The new scores made perfect sense when tested against real life:

  • The Age Test: As people got older, their "Clock Score" (C) changed (older people tend to go to bed earlier), and their "Pressure Score" (S) got worse (older people often have lighter, more fragmented sleep). The scores matched what doctors already know about aging.
  • The Shift Worker Test: People who worked night shifts had terrible "Clock Scores." Their internal metronome was completely out of sync with the sun.
  • The Nap Test: People who took naps had lower "Pressure Scores" for the rest of the day. This makes sense! If you nap, you release some of that sleep pressure early, so you aren't as tired at night.
  • The Season Test: In the winter, when it gets dark early, people's "Clock Scores" got worse because their bedtime didn't align with the sunset as well as in the summer.

The Depression Connection (The Big Insight)

The researchers wanted to see if these scores could explain why people with depression often have sleep problems.

  • The Diagnosis Link: They found that Process S (The Pressure) was the biggest red flag for having depression. People with depression often have a "broken sleep battery." They don't build up enough pressure during the day (maybe because they aren't moving enough), so they can't sleep well at night.
  • The Severity Link: However, when looking at how bad the depression was, both the Clock (C) and the Pressure (S) were equally important.

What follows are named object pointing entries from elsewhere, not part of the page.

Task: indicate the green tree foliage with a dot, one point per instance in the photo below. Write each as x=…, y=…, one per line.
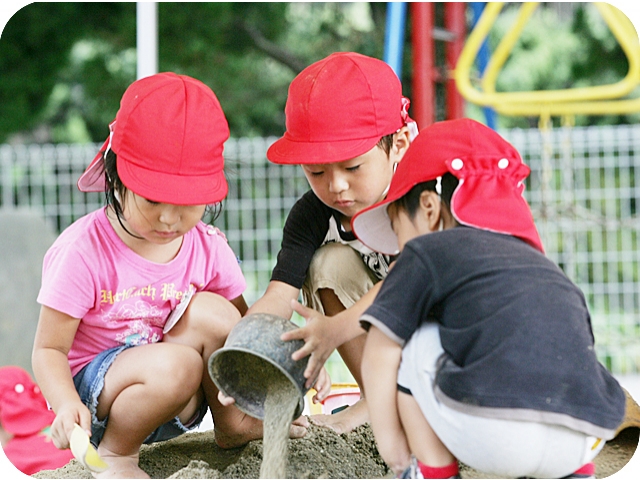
x=66, y=65
x=560, y=53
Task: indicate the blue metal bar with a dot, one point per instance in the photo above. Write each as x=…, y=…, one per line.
x=394, y=35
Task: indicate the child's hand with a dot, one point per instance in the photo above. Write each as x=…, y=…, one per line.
x=65, y=420
x=320, y=339
x=224, y=400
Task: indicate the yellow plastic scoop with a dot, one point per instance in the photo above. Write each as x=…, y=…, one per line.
x=84, y=452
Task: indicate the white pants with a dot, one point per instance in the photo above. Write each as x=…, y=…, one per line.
x=509, y=448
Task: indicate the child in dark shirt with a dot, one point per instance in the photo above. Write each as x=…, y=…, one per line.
x=479, y=348
x=347, y=127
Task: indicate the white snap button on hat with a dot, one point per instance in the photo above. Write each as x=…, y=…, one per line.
x=457, y=164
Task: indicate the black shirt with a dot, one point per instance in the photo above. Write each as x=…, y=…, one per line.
x=515, y=330
x=310, y=224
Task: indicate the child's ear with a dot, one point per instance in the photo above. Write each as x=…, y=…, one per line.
x=400, y=144
x=431, y=209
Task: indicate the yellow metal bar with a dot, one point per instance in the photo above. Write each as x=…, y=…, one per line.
x=605, y=107
x=505, y=47
x=620, y=26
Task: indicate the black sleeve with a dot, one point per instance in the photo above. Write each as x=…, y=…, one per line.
x=304, y=231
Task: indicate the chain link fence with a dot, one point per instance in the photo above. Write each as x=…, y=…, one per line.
x=584, y=190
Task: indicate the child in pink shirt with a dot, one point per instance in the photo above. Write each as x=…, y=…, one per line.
x=137, y=295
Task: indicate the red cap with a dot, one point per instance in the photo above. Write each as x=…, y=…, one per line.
x=168, y=135
x=489, y=193
x=23, y=409
x=339, y=108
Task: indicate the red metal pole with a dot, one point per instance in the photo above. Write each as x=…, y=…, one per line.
x=423, y=91
x=454, y=22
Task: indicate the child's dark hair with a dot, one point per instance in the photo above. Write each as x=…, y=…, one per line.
x=410, y=201
x=116, y=191
x=386, y=142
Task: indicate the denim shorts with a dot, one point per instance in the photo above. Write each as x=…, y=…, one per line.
x=89, y=383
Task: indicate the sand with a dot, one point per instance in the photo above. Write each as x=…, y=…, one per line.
x=279, y=407
x=320, y=454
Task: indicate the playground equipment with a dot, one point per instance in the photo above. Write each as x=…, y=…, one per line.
x=598, y=100
x=424, y=35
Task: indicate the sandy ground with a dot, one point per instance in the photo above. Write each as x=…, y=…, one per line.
x=320, y=454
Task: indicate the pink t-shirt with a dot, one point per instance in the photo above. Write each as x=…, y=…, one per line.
x=121, y=298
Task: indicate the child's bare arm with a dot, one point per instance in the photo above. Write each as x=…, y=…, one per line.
x=241, y=304
x=52, y=343
x=323, y=334
x=276, y=300
x=380, y=374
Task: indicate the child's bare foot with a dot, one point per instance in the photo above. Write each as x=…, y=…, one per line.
x=346, y=420
x=120, y=466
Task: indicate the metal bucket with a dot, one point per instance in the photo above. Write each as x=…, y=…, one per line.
x=252, y=355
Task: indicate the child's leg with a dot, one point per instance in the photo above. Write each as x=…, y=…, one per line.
x=434, y=459
x=205, y=327
x=338, y=278
x=144, y=387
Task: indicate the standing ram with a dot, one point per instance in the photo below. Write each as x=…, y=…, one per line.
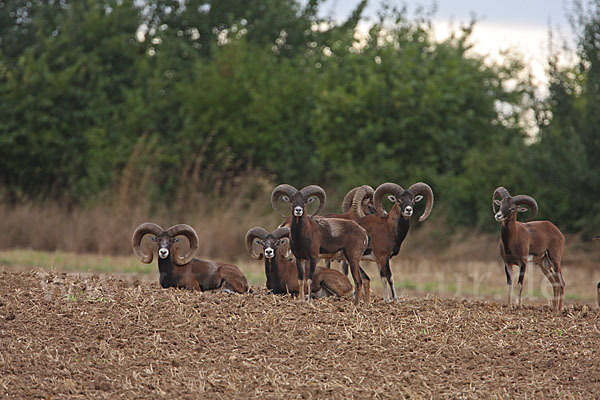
x=387, y=231
x=280, y=266
x=185, y=272
x=311, y=236
x=537, y=241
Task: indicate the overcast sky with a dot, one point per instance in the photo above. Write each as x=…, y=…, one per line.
x=502, y=24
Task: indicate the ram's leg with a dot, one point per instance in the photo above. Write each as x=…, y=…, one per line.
x=366, y=284
x=390, y=279
x=345, y=267
x=356, y=276
x=310, y=274
x=383, y=284
x=558, y=278
x=508, y=270
x=545, y=266
x=300, y=267
x=520, y=283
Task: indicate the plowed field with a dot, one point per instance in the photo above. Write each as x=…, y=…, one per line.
x=104, y=337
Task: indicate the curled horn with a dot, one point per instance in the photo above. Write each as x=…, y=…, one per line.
x=365, y=191
x=424, y=190
x=528, y=201
x=348, y=199
x=382, y=190
x=502, y=192
x=256, y=232
x=192, y=237
x=315, y=190
x=136, y=240
x=279, y=191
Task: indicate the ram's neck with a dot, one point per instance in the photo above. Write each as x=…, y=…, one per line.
x=508, y=229
x=165, y=268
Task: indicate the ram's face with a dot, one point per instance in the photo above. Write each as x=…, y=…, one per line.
x=165, y=243
x=507, y=208
x=406, y=202
x=368, y=207
x=298, y=203
x=271, y=244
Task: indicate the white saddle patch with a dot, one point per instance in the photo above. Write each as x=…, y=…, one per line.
x=334, y=228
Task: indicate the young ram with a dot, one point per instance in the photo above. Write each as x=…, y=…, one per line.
x=185, y=272
x=311, y=236
x=281, y=270
x=537, y=241
x=387, y=231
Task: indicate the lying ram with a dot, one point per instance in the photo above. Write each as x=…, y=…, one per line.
x=186, y=272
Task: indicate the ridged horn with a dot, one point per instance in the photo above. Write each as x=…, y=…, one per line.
x=136, y=240
x=348, y=199
x=424, y=190
x=528, y=201
x=283, y=189
x=503, y=193
x=279, y=233
x=256, y=232
x=192, y=237
x=315, y=190
x=382, y=190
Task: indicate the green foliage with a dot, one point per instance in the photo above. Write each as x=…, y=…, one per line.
x=97, y=90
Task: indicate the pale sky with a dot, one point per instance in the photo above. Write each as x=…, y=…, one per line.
x=521, y=25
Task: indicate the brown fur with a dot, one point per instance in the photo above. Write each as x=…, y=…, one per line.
x=540, y=239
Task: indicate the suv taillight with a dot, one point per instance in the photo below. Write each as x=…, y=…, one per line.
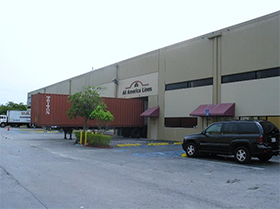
x=260, y=140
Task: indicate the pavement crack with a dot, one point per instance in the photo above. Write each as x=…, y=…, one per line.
x=8, y=174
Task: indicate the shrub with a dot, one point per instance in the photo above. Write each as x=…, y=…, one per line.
x=95, y=139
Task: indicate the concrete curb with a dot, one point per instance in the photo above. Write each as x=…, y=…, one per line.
x=148, y=144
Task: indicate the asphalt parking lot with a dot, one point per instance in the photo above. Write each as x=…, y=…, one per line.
x=40, y=169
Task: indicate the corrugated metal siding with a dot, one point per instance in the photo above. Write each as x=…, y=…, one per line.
x=126, y=112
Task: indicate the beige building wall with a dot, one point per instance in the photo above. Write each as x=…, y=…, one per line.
x=190, y=60
x=254, y=98
x=251, y=46
x=180, y=103
x=137, y=66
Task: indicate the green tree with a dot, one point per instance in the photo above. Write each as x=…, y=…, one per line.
x=102, y=116
x=12, y=106
x=84, y=102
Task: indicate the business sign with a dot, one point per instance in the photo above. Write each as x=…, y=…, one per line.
x=140, y=86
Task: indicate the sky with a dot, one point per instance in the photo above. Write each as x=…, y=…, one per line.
x=44, y=42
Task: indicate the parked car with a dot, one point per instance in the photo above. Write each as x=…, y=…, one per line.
x=243, y=139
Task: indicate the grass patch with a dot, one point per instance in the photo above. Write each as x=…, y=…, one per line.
x=95, y=140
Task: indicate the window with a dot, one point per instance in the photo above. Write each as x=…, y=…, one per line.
x=174, y=86
x=214, y=129
x=259, y=74
x=238, y=77
x=247, y=128
x=268, y=73
x=189, y=84
x=188, y=122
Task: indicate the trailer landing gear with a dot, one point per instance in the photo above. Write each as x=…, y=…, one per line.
x=68, y=131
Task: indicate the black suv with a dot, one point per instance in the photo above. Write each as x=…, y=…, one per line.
x=243, y=139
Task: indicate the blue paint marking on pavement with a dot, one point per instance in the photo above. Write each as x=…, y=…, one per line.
x=159, y=154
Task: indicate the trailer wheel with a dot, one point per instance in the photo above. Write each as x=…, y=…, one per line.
x=125, y=132
x=135, y=133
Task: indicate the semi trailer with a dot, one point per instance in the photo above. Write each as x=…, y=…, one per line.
x=48, y=110
x=15, y=118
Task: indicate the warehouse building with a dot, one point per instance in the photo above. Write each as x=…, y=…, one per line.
x=233, y=73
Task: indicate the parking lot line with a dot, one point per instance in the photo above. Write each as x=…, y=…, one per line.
x=128, y=145
x=158, y=144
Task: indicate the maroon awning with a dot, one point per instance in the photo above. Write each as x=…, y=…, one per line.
x=151, y=112
x=222, y=109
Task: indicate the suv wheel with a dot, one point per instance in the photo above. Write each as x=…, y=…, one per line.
x=191, y=149
x=242, y=155
x=265, y=158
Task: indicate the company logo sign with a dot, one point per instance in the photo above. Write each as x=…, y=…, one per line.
x=48, y=105
x=137, y=87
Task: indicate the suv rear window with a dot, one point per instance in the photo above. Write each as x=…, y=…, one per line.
x=229, y=128
x=247, y=128
x=269, y=128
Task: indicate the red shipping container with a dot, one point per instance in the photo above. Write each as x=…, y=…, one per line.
x=51, y=110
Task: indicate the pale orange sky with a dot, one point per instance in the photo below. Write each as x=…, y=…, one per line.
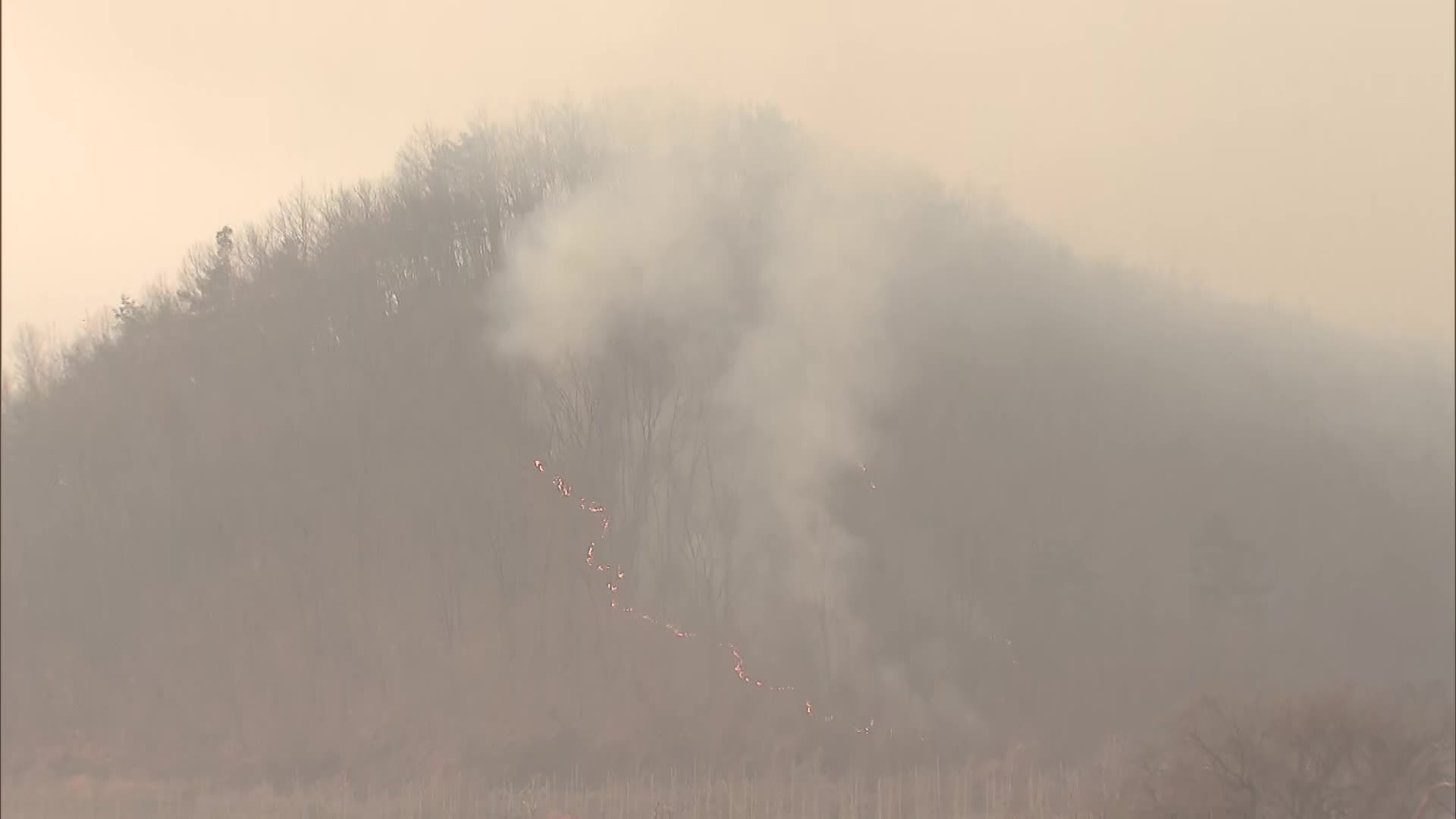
x=1289, y=150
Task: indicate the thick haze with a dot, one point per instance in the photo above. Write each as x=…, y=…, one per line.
x=1266, y=149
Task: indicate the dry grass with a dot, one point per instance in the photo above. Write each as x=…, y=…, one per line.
x=799, y=793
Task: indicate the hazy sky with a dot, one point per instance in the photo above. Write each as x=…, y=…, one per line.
x=1273, y=149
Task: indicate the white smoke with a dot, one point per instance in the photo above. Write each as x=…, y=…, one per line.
x=756, y=275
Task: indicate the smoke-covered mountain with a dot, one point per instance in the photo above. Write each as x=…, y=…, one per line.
x=887, y=445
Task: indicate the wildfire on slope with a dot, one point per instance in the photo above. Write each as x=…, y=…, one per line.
x=613, y=586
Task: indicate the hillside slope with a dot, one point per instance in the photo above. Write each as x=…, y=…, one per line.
x=903, y=453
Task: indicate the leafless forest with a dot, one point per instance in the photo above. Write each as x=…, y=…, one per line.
x=622, y=460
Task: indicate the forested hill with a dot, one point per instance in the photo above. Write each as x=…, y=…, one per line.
x=899, y=450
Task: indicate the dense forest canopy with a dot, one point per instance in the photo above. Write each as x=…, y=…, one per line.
x=896, y=449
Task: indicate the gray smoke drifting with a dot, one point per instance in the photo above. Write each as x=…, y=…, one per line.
x=747, y=280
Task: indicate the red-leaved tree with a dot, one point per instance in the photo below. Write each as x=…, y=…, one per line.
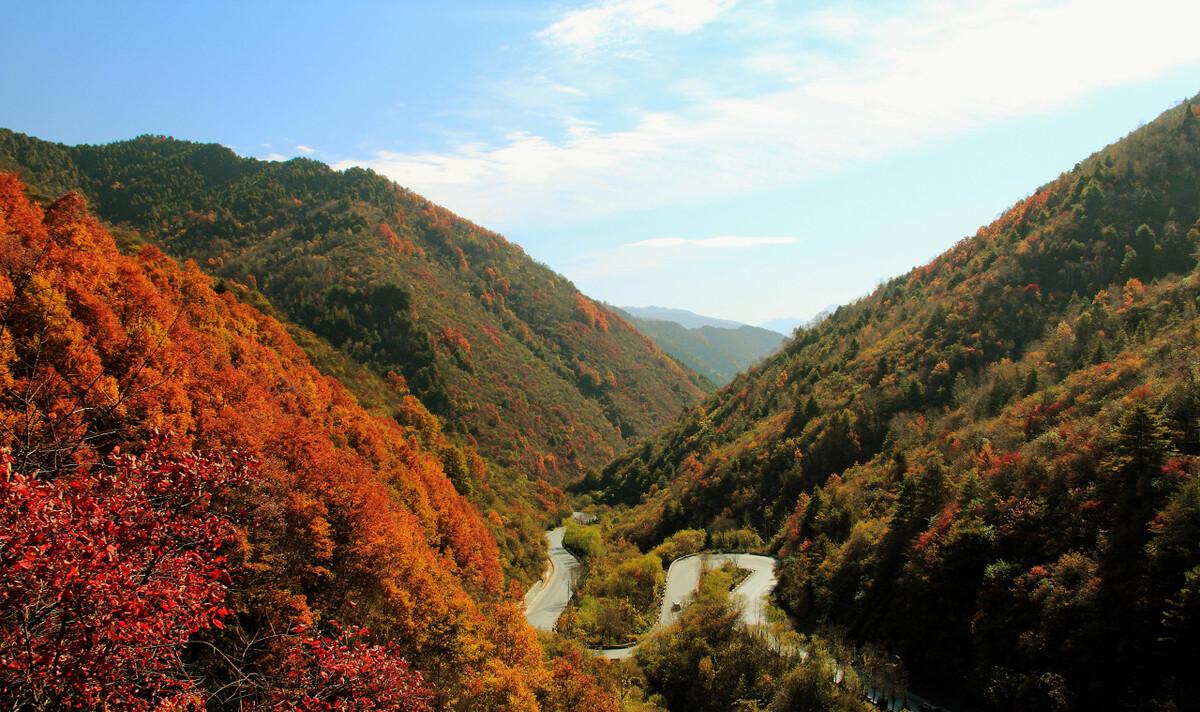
x=343, y=672
x=105, y=574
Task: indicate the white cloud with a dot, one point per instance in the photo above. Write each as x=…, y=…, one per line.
x=895, y=82
x=621, y=21
x=720, y=241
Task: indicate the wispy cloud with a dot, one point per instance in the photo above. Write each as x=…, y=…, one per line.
x=839, y=87
x=622, y=21
x=720, y=241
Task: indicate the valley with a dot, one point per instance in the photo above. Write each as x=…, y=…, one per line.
x=329, y=411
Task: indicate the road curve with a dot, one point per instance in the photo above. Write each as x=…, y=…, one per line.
x=683, y=578
x=549, y=597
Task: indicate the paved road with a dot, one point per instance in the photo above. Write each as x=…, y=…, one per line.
x=547, y=598
x=683, y=578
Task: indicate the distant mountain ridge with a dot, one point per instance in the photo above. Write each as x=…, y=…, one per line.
x=510, y=353
x=688, y=319
x=719, y=353
x=991, y=464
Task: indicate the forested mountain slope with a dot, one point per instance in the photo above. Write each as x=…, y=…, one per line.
x=719, y=353
x=345, y=515
x=507, y=351
x=990, y=462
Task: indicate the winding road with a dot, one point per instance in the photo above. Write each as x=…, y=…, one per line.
x=549, y=597
x=546, y=600
x=683, y=578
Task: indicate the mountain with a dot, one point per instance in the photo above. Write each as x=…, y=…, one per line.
x=990, y=464
x=683, y=317
x=715, y=352
x=343, y=515
x=516, y=360
x=785, y=325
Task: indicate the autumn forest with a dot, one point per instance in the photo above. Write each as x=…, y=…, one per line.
x=280, y=436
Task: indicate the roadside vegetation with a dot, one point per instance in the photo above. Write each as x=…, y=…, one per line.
x=711, y=660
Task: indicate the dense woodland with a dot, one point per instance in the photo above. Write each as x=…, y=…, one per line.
x=276, y=435
x=990, y=462
x=191, y=510
x=394, y=294
x=718, y=353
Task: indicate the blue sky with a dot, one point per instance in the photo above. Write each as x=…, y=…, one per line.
x=743, y=159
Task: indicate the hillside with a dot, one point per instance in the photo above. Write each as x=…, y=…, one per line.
x=990, y=462
x=718, y=353
x=343, y=516
x=517, y=362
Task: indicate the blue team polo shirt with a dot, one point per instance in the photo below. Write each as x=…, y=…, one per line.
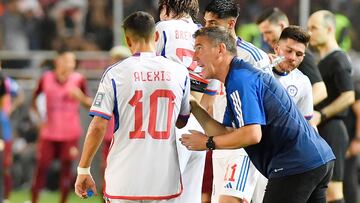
x=289, y=145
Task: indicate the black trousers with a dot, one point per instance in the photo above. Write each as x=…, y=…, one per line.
x=300, y=188
x=351, y=180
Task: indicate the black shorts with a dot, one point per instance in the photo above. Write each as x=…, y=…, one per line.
x=300, y=188
x=335, y=134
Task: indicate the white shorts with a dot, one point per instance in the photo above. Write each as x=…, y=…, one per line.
x=191, y=166
x=234, y=175
x=140, y=201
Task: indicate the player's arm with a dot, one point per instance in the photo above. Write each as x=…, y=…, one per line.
x=81, y=94
x=310, y=69
x=339, y=104
x=210, y=125
x=35, y=93
x=94, y=136
x=319, y=92
x=184, y=113
x=239, y=138
x=354, y=147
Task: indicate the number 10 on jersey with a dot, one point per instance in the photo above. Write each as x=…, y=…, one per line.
x=136, y=102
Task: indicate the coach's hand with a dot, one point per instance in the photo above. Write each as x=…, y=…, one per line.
x=83, y=184
x=196, y=141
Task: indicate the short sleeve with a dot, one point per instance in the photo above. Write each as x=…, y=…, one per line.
x=245, y=100
x=161, y=40
x=185, y=105
x=103, y=103
x=306, y=102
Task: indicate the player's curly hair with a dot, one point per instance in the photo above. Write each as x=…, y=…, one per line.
x=223, y=8
x=180, y=7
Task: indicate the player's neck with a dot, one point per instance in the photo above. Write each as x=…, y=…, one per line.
x=329, y=47
x=226, y=63
x=142, y=47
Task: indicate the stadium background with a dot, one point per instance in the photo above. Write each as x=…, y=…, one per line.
x=92, y=28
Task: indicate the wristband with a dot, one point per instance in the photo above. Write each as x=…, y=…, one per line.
x=83, y=171
x=210, y=144
x=322, y=116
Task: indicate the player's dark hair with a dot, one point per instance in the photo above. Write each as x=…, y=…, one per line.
x=223, y=8
x=63, y=49
x=141, y=24
x=296, y=33
x=273, y=15
x=180, y=7
x=218, y=35
x=329, y=19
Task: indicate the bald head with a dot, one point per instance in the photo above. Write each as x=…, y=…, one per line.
x=325, y=17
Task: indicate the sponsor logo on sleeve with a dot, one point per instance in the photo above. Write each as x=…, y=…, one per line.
x=98, y=99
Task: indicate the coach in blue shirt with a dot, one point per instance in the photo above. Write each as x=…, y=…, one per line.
x=262, y=118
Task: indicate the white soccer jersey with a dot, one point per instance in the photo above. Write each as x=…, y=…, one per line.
x=299, y=88
x=176, y=42
x=146, y=93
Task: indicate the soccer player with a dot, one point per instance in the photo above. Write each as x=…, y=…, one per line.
x=224, y=13
x=335, y=69
x=13, y=98
x=261, y=118
x=292, y=43
x=64, y=91
x=147, y=94
x=176, y=42
x=352, y=162
x=271, y=23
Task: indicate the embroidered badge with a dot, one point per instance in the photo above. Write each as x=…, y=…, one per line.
x=98, y=99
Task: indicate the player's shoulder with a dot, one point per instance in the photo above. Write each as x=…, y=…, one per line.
x=300, y=76
x=247, y=49
x=166, y=25
x=172, y=65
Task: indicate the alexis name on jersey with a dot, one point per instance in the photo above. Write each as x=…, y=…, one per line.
x=152, y=76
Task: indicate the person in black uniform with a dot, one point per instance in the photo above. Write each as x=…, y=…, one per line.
x=335, y=69
x=352, y=161
x=271, y=23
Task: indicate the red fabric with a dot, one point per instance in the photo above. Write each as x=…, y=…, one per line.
x=208, y=174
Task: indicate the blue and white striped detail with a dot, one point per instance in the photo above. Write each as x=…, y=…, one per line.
x=229, y=185
x=115, y=111
x=250, y=48
x=108, y=69
x=235, y=96
x=243, y=175
x=163, y=52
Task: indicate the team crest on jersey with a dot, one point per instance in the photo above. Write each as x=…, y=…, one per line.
x=98, y=99
x=292, y=90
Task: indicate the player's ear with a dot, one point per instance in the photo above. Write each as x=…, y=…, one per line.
x=277, y=48
x=232, y=23
x=282, y=25
x=222, y=48
x=128, y=41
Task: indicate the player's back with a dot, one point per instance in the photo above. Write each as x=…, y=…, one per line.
x=176, y=41
x=142, y=161
x=298, y=86
x=253, y=55
x=301, y=147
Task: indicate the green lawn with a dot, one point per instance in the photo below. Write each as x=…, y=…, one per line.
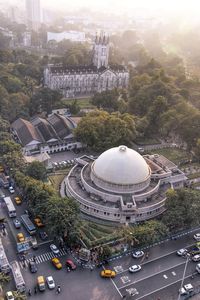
x=174, y=154
x=83, y=102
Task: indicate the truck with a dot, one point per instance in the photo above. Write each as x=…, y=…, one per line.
x=4, y=263
x=18, y=278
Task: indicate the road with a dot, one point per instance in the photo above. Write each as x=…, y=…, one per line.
x=160, y=276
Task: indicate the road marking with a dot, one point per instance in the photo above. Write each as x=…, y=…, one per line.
x=44, y=257
x=174, y=273
x=118, y=269
x=154, y=259
x=182, y=263
x=157, y=290
x=125, y=279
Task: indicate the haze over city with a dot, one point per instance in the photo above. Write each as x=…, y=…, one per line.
x=99, y=149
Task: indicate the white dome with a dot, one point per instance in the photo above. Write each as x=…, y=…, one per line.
x=121, y=165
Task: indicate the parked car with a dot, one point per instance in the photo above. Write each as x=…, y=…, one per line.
x=135, y=268
x=108, y=274
x=56, y=262
x=186, y=289
x=38, y=222
x=32, y=267
x=50, y=282
x=181, y=252
x=70, y=264
x=18, y=200
x=20, y=237
x=9, y=296
x=138, y=254
x=196, y=257
x=11, y=189
x=197, y=237
x=54, y=249
x=17, y=223
x=43, y=235
x=41, y=283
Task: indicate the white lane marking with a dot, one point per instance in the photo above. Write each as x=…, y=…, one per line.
x=141, y=279
x=157, y=290
x=174, y=273
x=115, y=286
x=157, y=258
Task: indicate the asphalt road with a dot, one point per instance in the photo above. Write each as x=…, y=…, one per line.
x=160, y=276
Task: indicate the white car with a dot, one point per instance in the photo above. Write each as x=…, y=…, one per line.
x=54, y=248
x=50, y=282
x=135, y=268
x=9, y=296
x=186, y=289
x=138, y=254
x=181, y=252
x=196, y=257
x=197, y=237
x=11, y=190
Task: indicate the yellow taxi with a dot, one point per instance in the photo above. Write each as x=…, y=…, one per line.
x=18, y=200
x=20, y=237
x=56, y=262
x=108, y=274
x=38, y=222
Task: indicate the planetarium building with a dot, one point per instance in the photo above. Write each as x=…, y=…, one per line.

The Takeaway: If you want to fix the risk of depression, focus on building up sleep pressure (move more, avoid naps). If you want to fix the severity of the symptoms, you need to fix both your movement and your daily rhythm.

Why Does This Matter?

Before this paper, if a doctor looked at your Fitbit data, they might just say, "You slept 6 hours, that's not enough."

Now, with this new framework, a doctor (or an app) could say:

"Your Clock Score is fine, but your Pressure Score is low. This means you aren't building up enough sleep drive during the day. Try this: Stop napping and take a brisk walk in the morning to build up that pressure so you can sleep better tonight."

Summary

This paper is a bridge between raw data (steps, sleep times) and biological meaning (circadian rhythms, sleep pressure). It turns a pile of numbers into a clear guidebook for how to fix your sleep, which could eventually help treat diseases like depression. It's like finally getting the instruction manual for your body's sleep engine.